Here are the basic options for operating models:
Locally Integrated Model
Regionally Integrated Model
Nationally Integrated Model
The Centralized Operating Model:
Under the centralized approach, the firm is housed in a single office. Often the firm is committing to deep market penetration in a particular geography, generally a major metropolitan area. Most firms began with centralized operating models, moving to a different operating model over time.
Advantages of the centralized model:
Since all partners and staff are in a single office, it is easier to manage the firm.
Areas of practice specialization are easier to identify based on the industries that are strong in the office’s geographic location and the services that clients need in the geographic location.
Strength in an industry, brand and reputation can be easier to build in a single location.
Collaboration among partners is strongly facilitated by their physical presence in the same office.
All partners have in-person access to the firm’s managing partner and executive committee members.
Since the firm’s office is in close proximity to clients and prospects, spending time with clients, professionally and socially, is convenient.
Mobility of staff among practice groups is free of geographic constraints.
These advantages can be powerful.
There are also some key success factors that are needed to support the centralized model:
The firm needs to be in a market large enough to support growth without geographic expansion.
The firm’s location needs to be desirable for attracting and retaining talent.
The firm needs to be as active in acquiring talent as firms that are growing rapidly through geographic expansion.
As they grow, many firms move away from this model usually as a way to grow rapidly through acquisitions.
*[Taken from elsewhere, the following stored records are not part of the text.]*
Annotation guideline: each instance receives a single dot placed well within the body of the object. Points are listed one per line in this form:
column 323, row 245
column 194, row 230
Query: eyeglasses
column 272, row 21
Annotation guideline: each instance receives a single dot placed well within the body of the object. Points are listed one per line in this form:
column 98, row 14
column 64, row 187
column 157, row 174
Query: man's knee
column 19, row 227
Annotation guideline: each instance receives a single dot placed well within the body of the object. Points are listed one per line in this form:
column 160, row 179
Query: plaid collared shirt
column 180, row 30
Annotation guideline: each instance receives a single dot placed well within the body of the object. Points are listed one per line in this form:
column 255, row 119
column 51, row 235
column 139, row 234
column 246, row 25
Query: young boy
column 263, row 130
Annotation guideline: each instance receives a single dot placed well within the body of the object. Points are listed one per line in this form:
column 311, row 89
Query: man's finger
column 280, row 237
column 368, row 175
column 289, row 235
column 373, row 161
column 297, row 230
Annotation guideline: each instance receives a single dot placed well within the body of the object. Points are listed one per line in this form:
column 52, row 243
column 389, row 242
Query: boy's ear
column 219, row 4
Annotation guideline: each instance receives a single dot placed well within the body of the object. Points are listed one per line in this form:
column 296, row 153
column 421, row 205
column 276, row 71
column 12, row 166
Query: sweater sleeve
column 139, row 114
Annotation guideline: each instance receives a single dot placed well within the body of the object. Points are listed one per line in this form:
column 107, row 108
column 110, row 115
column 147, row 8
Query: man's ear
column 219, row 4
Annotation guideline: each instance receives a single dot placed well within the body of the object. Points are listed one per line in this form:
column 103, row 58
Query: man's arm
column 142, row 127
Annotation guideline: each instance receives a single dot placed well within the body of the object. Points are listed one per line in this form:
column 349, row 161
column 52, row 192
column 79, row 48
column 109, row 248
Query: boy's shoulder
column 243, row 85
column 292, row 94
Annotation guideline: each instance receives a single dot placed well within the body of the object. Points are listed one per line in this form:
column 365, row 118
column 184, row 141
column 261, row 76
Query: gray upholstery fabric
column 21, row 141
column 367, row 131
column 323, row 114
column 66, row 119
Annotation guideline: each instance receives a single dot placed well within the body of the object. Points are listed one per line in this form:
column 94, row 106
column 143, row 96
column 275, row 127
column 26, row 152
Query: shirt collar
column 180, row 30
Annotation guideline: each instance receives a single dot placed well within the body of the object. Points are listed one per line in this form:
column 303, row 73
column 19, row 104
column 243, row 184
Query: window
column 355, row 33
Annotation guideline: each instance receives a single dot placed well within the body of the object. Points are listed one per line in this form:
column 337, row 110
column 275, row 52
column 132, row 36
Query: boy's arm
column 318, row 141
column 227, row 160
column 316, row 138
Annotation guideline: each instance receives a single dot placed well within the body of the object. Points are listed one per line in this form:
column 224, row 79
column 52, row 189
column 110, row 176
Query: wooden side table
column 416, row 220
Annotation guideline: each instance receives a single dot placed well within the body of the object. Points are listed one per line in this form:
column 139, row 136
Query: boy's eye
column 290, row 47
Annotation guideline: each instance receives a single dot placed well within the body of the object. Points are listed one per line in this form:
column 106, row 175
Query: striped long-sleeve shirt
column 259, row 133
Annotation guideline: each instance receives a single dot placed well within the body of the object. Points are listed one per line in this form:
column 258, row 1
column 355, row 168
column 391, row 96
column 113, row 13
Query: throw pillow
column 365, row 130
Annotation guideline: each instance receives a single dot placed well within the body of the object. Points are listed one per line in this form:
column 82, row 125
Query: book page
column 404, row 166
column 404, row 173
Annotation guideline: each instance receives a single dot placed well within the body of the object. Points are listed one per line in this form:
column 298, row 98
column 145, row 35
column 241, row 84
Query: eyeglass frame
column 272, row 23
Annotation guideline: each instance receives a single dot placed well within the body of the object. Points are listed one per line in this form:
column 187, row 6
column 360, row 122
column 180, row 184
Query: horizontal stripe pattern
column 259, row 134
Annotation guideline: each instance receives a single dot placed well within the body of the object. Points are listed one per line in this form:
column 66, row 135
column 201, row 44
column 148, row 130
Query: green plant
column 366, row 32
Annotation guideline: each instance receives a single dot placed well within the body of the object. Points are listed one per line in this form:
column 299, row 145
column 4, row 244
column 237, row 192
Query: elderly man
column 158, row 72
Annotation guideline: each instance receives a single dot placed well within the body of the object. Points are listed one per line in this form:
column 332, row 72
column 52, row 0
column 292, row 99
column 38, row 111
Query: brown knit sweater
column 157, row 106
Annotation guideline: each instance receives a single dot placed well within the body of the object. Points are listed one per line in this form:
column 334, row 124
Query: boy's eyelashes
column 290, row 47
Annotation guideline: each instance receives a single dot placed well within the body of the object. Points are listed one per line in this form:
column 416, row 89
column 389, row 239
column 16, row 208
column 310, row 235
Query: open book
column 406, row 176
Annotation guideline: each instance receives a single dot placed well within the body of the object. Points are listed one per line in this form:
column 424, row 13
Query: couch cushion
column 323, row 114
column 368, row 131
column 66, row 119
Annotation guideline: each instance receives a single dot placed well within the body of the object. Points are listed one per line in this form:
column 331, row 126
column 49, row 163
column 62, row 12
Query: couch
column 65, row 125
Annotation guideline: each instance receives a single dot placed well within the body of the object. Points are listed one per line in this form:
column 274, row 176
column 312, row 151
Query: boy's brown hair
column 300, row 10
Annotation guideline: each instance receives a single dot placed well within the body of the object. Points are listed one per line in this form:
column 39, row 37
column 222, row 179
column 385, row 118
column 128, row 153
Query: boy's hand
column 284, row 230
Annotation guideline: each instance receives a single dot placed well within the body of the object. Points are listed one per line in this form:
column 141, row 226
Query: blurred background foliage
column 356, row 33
Given the added challenges of managing a firm with multiple locations, it’s worth asking a key question before committing to this change: “Would we be better off working harder to grow our client base from our existing location?” A related question is: “By emphasizing acquisitions, are we de-emphasizing organic growth which drops to the bottom line more quickly?” Firms will answer these questions differently, and there is no one right set of answers. But these issues deserve careful thought before moving away from the centralized model.